Meteorite is now also evaluating alternative acquisition opportunities with a view to completing its qualifying transaction (“QT“).
Accordingly, the Company intends to implement certain amendments to further align its policies with changes recently announced by the TSX Venture Exchange (the “Exchange“) to its Capital Pool Company program and Policy 2.4 – Capital Pool Companies, effective as of January 1, 2021 (the “New CPC Policy“).
In line with the requirements of the New CPC Policy, the Company will be seeking shareholder approval at its upcoming annual general and special meeting of shareholders (the “Meeting“), for the following matters: (i) to amend the Company’s Stock Option Plan (the “Option Plan“) to, among other things, become a “10% rolling” plan prior to the Company completing a QT; (ii) to remove the consequences of failing to complete a QT within 24 months of the Company’s date of listing on the Exchange (the “Listing Date“); and (iii) to amend the escrow release conditions and certain other provisions of the Company’s Escrow Agreement (the “Escrow Agreement“). These proposed amendments are described in further detail below.

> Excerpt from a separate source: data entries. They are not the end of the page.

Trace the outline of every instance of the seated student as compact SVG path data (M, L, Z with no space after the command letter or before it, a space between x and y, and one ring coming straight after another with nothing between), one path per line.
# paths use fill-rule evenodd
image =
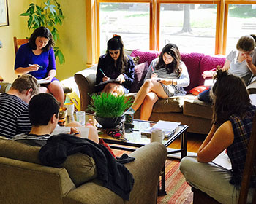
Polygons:
M39 87L36 78L25 74L13 82L7 93L0 94L0 136L12 138L30 131L28 103Z
M222 68L223 71L228 71L229 74L240 76L246 85L256 80L256 36L241 36L237 44L236 50L233 50L227 56L226 62ZM212 77L215 71L205 71L203 74L204 79ZM210 89L198 95L198 99L208 103L211 102L209 96Z
M183 158L180 170L191 186L218 202L237 203L256 106L251 104L240 77L222 70L217 71L215 77L211 90L213 125L199 148L197 157ZM225 149L231 162L231 170L212 162ZM251 190L256 187L255 176L254 171L249 197Z
M37 79L49 81L41 85L40 92L53 94L63 107L64 93L55 77L56 66L53 47L54 41L50 30L43 26L35 29L29 42L21 45L17 52L15 71L16 74L29 74Z
M59 121L59 103L48 93L39 93L33 97L29 104L29 116L32 125L29 133L17 135L12 140L34 146L43 146L50 138ZM98 134L93 126L89 128L89 138L99 143ZM70 128L70 134L78 137L80 133Z
M167 44L162 48L159 58L149 66L144 84L129 110L135 112L141 106L140 119L148 120L153 106L159 98L181 94L181 90L189 82L187 68L181 60L178 47Z
M120 36L108 42L107 54L99 57L96 74L96 84L110 79L119 79L120 83L110 82L96 87L97 92L115 95L128 93L135 79L135 65L131 57L125 55Z

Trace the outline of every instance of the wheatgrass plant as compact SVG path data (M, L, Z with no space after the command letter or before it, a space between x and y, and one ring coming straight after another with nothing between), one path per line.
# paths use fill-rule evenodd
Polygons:
M115 96L110 93L94 93L88 110L93 111L95 116L100 117L117 117L124 114L132 103L131 98L127 99L124 95Z

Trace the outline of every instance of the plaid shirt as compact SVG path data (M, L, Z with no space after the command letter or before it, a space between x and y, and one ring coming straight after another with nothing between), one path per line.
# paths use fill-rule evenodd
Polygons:
M233 178L230 183L240 186L246 157L248 144L251 136L253 117L256 112L256 106L252 105L247 111L241 115L233 114L230 117L234 132L234 141L227 149L227 154L232 164ZM256 170L256 164L255 164ZM251 178L251 187L256 187L256 174L253 173Z

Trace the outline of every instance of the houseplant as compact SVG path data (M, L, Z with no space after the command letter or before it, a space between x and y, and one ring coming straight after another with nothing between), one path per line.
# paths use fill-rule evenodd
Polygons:
M116 128L124 119L124 111L132 105L132 99L124 95L94 93L88 110L93 111L96 120L105 128Z
M55 42L59 41L57 25L62 25L62 14L60 4L56 0L47 0L40 6L31 3L26 12L20 14L21 16L28 16L29 29L37 29L40 26L49 28L53 34ZM59 47L54 47L55 57L59 58L60 64L65 62L64 56Z

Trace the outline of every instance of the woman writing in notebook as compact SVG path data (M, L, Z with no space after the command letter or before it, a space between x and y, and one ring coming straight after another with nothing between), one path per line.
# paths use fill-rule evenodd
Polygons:
M110 79L117 79L117 82L96 86L96 90L114 95L128 93L135 79L134 68L132 59L124 54L121 36L113 37L108 42L107 53L99 57L96 84Z
M180 94L189 85L190 79L185 64L181 60L178 47L167 44L158 58L149 66L144 84L129 109L135 112L140 106L140 119L148 120L154 104L159 98L167 98Z
M16 54L15 71L16 74L29 74L37 79L45 79L41 93L50 93L64 106L64 94L59 81L55 77L54 42L50 30L39 27L31 35L29 42L20 46Z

Amendments to the Option Plan
The proposed amendments to the Option Plan will, in relevant part, enable the Company to reserve for issuance as options a total number of common shares of the Company (the “Shares“) up to 10% of the Shares issued and outstanding as at the date of grant of such options, rather than 10% of the Shares issued and outstanding as at the date of the Company’s initial public offering.
Removal of the Consequences of Failing to Complete a QT within 24 Months of the Listing
Under the prior version of the Exchange’s Policy 2.4 – Capital Pool Companies (as at June 14, 2010) (the “Former Policy“) certain consequences were triggered in the event of failure to complete a QT within 24 months of the Listing Date. These consequences included a potential for Shares to be delisted or suspended, or, under certain circumstances, the transferring of Shares to be listed on the NEX and cancellation of a portion of the seed shares. Subject to obtaining disinterested shareholder approval, the New CPC Policy has now removed such consequences for existing capital pool companies.

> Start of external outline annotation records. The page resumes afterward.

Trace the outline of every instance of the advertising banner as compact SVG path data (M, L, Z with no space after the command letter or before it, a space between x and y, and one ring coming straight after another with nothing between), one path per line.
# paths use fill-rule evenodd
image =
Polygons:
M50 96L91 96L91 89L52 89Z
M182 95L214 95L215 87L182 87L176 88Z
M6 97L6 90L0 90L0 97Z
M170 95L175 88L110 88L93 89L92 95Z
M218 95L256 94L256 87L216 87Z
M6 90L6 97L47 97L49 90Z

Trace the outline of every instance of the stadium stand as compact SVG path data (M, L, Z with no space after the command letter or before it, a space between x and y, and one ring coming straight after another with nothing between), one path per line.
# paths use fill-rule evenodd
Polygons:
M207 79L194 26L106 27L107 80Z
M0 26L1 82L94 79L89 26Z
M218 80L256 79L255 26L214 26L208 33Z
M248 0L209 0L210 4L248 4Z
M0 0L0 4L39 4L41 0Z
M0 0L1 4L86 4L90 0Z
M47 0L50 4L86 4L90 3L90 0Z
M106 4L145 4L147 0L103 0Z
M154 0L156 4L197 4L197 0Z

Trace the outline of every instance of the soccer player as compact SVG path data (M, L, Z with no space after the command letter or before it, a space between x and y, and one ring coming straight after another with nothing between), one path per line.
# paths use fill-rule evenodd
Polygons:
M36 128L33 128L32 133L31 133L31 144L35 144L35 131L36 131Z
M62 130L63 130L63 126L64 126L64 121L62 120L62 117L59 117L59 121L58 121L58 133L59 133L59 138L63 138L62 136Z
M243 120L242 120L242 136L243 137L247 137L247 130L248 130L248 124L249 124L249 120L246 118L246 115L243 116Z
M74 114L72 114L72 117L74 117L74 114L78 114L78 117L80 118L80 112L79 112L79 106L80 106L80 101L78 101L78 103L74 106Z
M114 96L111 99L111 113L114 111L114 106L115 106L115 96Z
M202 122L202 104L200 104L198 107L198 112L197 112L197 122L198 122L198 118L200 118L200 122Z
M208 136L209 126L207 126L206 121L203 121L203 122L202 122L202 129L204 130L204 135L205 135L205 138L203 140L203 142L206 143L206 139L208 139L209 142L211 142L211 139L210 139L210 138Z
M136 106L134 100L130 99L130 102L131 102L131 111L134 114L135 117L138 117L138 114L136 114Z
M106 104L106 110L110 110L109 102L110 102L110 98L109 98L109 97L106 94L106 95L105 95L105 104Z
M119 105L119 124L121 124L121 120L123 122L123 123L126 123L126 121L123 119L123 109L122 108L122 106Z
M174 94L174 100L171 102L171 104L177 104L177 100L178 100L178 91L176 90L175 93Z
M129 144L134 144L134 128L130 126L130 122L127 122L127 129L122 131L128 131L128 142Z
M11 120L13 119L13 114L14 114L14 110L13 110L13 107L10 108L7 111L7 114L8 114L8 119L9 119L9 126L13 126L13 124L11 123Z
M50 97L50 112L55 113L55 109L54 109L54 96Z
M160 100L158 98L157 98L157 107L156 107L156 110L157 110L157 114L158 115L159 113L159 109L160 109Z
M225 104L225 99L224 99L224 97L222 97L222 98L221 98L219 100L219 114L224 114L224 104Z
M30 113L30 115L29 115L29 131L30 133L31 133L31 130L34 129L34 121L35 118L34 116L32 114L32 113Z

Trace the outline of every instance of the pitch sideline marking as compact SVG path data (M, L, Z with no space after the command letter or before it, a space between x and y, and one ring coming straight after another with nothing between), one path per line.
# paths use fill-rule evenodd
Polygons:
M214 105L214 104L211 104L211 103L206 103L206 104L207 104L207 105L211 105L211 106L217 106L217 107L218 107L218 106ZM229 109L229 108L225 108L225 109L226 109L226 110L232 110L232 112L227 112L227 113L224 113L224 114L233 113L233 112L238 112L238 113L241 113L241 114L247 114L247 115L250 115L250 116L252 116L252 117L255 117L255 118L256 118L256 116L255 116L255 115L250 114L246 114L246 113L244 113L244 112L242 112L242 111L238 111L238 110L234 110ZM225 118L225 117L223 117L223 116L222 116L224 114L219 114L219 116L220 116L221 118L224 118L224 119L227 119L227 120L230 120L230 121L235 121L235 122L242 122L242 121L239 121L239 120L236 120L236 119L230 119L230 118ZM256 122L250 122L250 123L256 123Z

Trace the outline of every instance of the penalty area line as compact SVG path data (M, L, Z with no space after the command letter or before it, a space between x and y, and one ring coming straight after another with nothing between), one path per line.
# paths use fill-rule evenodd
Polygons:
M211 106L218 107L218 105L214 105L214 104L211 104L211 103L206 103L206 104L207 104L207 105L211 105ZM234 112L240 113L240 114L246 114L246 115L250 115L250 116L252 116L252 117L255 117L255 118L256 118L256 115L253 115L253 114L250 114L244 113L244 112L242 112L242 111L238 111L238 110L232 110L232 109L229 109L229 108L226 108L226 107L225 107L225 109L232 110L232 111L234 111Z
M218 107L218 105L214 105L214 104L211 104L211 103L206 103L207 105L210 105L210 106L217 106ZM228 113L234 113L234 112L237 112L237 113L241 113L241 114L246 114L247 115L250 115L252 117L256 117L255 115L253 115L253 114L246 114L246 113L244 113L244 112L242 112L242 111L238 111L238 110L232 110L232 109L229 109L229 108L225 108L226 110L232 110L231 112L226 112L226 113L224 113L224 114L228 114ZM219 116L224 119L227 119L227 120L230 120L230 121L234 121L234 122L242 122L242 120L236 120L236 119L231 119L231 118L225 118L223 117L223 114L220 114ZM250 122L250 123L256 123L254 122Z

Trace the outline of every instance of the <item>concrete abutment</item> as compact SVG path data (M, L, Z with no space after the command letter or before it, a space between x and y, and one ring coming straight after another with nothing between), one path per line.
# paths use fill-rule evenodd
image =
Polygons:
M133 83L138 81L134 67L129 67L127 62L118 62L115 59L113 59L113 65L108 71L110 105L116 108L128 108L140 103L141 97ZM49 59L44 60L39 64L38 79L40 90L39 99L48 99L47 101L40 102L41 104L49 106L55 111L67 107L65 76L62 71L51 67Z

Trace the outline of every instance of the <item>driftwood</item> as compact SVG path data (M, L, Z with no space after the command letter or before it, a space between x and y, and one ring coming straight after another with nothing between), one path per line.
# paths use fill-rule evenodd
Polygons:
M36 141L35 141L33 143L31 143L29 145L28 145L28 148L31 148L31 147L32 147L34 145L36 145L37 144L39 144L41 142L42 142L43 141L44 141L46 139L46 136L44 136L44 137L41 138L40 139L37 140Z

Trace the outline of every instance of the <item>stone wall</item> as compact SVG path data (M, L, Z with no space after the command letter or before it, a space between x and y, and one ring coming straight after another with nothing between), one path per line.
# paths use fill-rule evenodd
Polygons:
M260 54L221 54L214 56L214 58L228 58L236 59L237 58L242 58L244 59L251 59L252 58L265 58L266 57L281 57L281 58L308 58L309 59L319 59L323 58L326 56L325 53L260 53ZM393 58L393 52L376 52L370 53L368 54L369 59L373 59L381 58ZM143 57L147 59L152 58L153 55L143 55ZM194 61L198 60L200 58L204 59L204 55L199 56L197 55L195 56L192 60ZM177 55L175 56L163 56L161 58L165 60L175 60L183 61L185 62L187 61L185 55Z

Amendments to the Escrow Agreement
Certain amendments to the Escrow Agreement will also be made possible with shareholder approval under the New CPC Policy, including, notably, allowing the Company’s escrowed securities to be subject to an 18-month escrow release schedule as detailed in the New CPC Policy, rather than the current 36-month escrow release schedule in the Former Policy.

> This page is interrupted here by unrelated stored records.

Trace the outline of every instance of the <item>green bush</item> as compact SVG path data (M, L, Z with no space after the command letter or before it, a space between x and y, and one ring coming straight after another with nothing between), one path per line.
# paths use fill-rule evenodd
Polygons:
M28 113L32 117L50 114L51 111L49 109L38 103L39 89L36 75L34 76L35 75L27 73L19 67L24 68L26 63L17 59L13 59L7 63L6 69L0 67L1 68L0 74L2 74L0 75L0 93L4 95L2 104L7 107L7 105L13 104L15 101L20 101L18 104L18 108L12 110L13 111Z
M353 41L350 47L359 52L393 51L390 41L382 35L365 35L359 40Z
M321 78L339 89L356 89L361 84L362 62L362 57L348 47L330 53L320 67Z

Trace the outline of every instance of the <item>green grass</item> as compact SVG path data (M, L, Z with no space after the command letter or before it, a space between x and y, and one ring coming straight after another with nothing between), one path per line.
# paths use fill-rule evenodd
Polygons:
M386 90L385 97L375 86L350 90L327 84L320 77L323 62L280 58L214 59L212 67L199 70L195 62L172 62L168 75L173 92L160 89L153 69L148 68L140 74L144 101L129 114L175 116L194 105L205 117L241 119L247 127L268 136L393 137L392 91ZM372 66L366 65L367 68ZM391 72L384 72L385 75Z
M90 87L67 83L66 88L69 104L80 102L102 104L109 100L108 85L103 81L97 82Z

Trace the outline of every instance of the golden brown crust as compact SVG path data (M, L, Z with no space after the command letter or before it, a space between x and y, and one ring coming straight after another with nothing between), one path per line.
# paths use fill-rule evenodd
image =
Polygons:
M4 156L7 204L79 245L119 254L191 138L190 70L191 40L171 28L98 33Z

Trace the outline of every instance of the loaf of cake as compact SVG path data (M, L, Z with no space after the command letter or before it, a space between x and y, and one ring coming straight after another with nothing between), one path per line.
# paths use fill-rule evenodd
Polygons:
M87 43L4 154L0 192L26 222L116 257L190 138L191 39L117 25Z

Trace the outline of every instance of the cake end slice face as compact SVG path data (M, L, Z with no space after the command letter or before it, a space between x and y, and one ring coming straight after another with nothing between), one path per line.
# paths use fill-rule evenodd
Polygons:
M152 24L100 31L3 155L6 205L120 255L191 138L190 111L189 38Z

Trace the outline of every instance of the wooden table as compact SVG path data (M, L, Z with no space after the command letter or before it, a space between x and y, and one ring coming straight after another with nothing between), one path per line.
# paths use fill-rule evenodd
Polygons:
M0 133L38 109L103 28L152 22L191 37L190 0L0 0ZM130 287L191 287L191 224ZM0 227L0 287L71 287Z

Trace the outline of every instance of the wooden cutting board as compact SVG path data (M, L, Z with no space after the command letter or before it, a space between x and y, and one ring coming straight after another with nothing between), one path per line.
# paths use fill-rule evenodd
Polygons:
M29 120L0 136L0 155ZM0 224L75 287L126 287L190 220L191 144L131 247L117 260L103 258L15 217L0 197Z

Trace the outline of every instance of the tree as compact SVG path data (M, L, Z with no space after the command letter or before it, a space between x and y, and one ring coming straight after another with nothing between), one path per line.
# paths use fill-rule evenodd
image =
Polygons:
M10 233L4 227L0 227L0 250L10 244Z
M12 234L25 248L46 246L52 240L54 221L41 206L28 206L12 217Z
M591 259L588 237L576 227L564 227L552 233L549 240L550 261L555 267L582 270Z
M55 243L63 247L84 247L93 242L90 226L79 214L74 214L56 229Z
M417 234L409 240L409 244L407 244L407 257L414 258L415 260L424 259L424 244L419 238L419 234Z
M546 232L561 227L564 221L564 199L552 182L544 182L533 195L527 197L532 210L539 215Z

Under the New CPC Policy, the Company is permitted to implement certain other changes from the Former Policy without obtaining shareholder approval. Accordingly, the Company wishes to have the option to take advantage of all the changes under the New CPC Policy that do not require shareholder approval, including, but not limited to:
- increasing the maximum aggregate gross proceeds to the treasury that the Company can raise from the issuance of Shares in the IPO, seed shares and private placement to the new limit of $10,000,000, raised from the previous total of $5,000,000;
- removing the restriction stipulating that no more than the lesser of 30% of the gross proceeds from the sale of securities issued by the Company and $210,000 may be used for purposes other than identifying and evaluating assets or businesses and obtaining shareholder approval for a proposed QT, and implementing the restrictions on the permitted use of proceeds and prohibited payments under the New CPC Policy, under which reasonable general and administrative expenses not exceeding $3,000 per month are permitted;
- removing the restriction with respect to issuing new agent’s options in connection with a private placement; and
- removing the restriction with respect to officer positions, such that now one person has the ability to act as the chief executive officer, chief financial officer and corporate secretary of the Company at the same time.
The Company firmly believes that the adoption of the above matters in accordance with the New CPC Policy is in the best interests of Meteorite shareholders, as it will afford the Company greater flexibility in search of the ideal QT and ultimately increase value for all interested parties.
Additional information regarding Meteorite is available on SEDAR at www.sedar.com. The TSX Venture Exchange and its Regulatory Services Provider (as per the meaning assigned to this term in TSX Venture Exchange’s policies) bear no liability as to the relevance or accuracy of this press release.
Meteorite carries on business as a “Capital Pool Company”, as such term is defined in TSX Venture Exchange Policy 2.4 – Capital Pool Companies. Meteorite’s principal purpose is the identification, evaluation and acquisition of assets, properties or businesses or participation therein subject, in certain cases, to shareholder approval and acceptance by the TSX Venture Exchange.